Note that the quantity for absent stimuli is absolute, to prevent negative $$\theta$$ values due to inhibitory associations4. Also, note a summation term is used on the left-hand side of the expression for an absent stimulus. It implies that all the present stimuli $$M$$ contribute to the salience of stimulus $$k$$. Finally, note on the right-hand side of the same expression that the present stimuli contribute not only via the direct association each of them has with $$k$$, $$v_{m,k}$$ but also through associative chains with other absent stimuli (c.f., Eq. 6a).

## 4 - Generating responses

Finally, HeiDI responds. The response-generating mechanisms in HeiDI are currently underspecified. In its current version, HeiDI’s responses are the product of the activation of stimulus-specific response units and the connection that those units have with specific motor units. As such, the activation of motor unit $$q$$, $$r_q$$, is given by

$\tag{Eq. 10} r_q = R_jw_{j,q}$

where $$w_{j,q}$$ is a weight representing the association between stimulus-specific unit $$j$$ and motor unit $$q$$.

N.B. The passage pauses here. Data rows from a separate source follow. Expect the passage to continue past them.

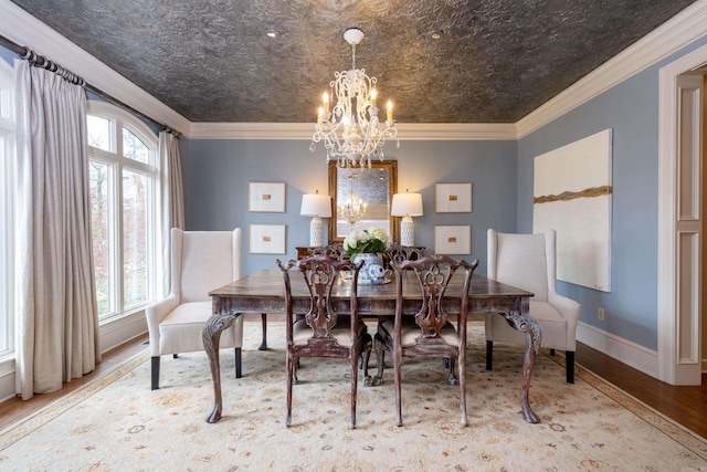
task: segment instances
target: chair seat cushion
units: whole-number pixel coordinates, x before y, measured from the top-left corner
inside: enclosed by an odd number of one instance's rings
[[[360,336],[363,329],[366,329],[366,324],[359,321],[357,334]],[[348,316],[338,316],[337,324],[331,329],[331,336],[336,339],[339,346],[351,347],[354,345],[351,339],[351,323]],[[307,339],[310,337],[312,327],[304,318],[297,319],[293,324],[293,340],[295,346],[306,345]]]
[[[159,325],[160,354],[204,350],[202,332],[212,313],[211,302],[189,302],[178,305]],[[243,317],[221,333],[219,347],[241,347]],[[236,345],[235,340],[239,339]]]
[[[530,301],[530,316],[540,325],[541,347],[568,349],[567,319],[547,302]],[[493,333],[493,337],[492,337]],[[500,343],[525,343],[525,335],[511,328],[500,315],[486,316],[486,339]]]
[[[395,329],[395,318],[393,318],[392,316],[386,317],[386,319],[381,322],[381,326],[392,337]],[[416,339],[421,334],[422,328],[418,326],[412,316],[403,317],[402,327],[400,329],[400,344],[403,347],[413,346],[414,344],[416,344]],[[442,327],[440,336],[442,337],[444,343],[449,344],[450,346],[458,345],[456,328],[452,323],[447,323]]]

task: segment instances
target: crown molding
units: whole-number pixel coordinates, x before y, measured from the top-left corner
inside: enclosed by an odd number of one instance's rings
[[[96,88],[190,139],[312,139],[310,123],[191,123],[10,0],[0,0],[0,32],[48,56]],[[707,34],[698,0],[515,124],[398,124],[401,140],[519,139]]]
[[[0,0],[0,32],[156,122],[180,133],[189,129],[187,118],[9,0]]]
[[[699,0],[516,123],[517,137],[591,98],[707,34],[707,0]]]
[[[401,140],[515,140],[509,124],[397,124]],[[192,123],[189,139],[300,139],[310,140],[314,123]]]

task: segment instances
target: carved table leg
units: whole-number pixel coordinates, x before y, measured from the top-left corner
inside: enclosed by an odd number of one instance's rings
[[[535,358],[540,352],[540,340],[542,334],[537,322],[528,315],[520,312],[511,312],[503,314],[508,324],[515,329],[525,334],[526,354],[523,359],[523,384],[520,387],[520,408],[523,409],[523,419],[529,423],[537,423],[540,418],[530,408],[530,378],[532,377],[532,366]]]
[[[261,323],[263,325],[263,342],[257,350],[267,350],[267,313],[261,313]]]
[[[213,409],[207,416],[207,422],[209,423],[214,423],[221,419],[221,410],[223,408],[223,400],[221,398],[221,366],[219,363],[219,340],[221,339],[221,332],[231,326],[239,316],[241,316],[240,313],[235,315],[211,315],[203,326],[203,347],[209,356],[209,366],[211,367],[211,379],[213,382]]]

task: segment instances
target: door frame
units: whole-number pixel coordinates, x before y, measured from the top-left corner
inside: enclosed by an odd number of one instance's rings
[[[658,248],[657,345],[658,378],[671,385],[701,384],[699,287],[701,270],[693,271],[685,289],[680,281],[680,251],[676,221],[680,187],[678,145],[680,116],[678,76],[707,63],[707,45],[667,64],[659,71],[658,93]],[[704,99],[704,97],[703,97]],[[703,118],[704,119],[704,118]],[[704,182],[700,181],[700,192]],[[701,204],[701,201],[698,203]],[[699,235],[698,235],[699,238]],[[703,251],[701,241],[696,248]],[[701,258],[700,258],[701,259]],[[680,300],[692,297],[696,310],[680,313]],[[687,329],[685,329],[687,327]],[[696,368],[695,364],[699,367]]]

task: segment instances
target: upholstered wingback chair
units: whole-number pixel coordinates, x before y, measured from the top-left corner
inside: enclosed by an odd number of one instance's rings
[[[209,292],[241,277],[241,229],[171,230],[171,289],[167,298],[146,310],[152,357],[152,390],[159,388],[160,356],[204,350],[203,326],[211,316]],[[241,377],[243,318],[223,331],[219,347],[235,348],[235,376]]]
[[[488,279],[535,293],[530,316],[540,326],[540,347],[563,350],[567,381],[574,384],[574,350],[580,305],[557,293],[555,230],[540,234],[504,234],[488,230]],[[499,315],[486,314],[486,369],[492,369],[494,342],[523,344],[525,336]]]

1. We go the extra length of specifying $$x$$ quantities because the stimulus expectation and learning rules can be vectorized, as $$\textbf{e} = \textbf{x}V$$ and $$\Delta V = (\textbf{x}\odot\textbf{a})' (c(\textbf{x}\odot\textbf{a})-\textbf{e})$$, respectively. Here, the matrix $$V$$ contains all associations between each pair of stimuli, the row vectors $$\textbf x$$ and $$\textbf a$$ denote the presence and salience of all stimuli $$K$$, the $$\odot$$ symbol specifies element-wise multiplication, and the $$'$$ symbol denotes transposition. Note further that the $$\Delta V$$ matrix must be made hollow before summing it to $$V$$.↩︎

2. An alternative formulation of this equation could be $$\sum_{m \neq j}^{M} v_{m,j} + (v_{m,j} v_{j,m})$$ but, although this alternative formulation is positively related to Eq. 5, we have not compared their behavior exhaustively.↩︎

3. This mechanism is in model HD2022 but not in model HDI2020↩︎

4. An alternative and perhaps more naturalistic parametrization of this rule would be to use $$min[0,\theta(n)]$$, where $$min$$ is the minimum function and $$n$$ is an absent stimulus; ReLUs are extensively used in neural networks. Another alternative that avoids the use of absolute values or a rectifying mechanism would be to use quantities of $$e^{\theta(k)}$$ instead of $$\theta(k)$$.↩︎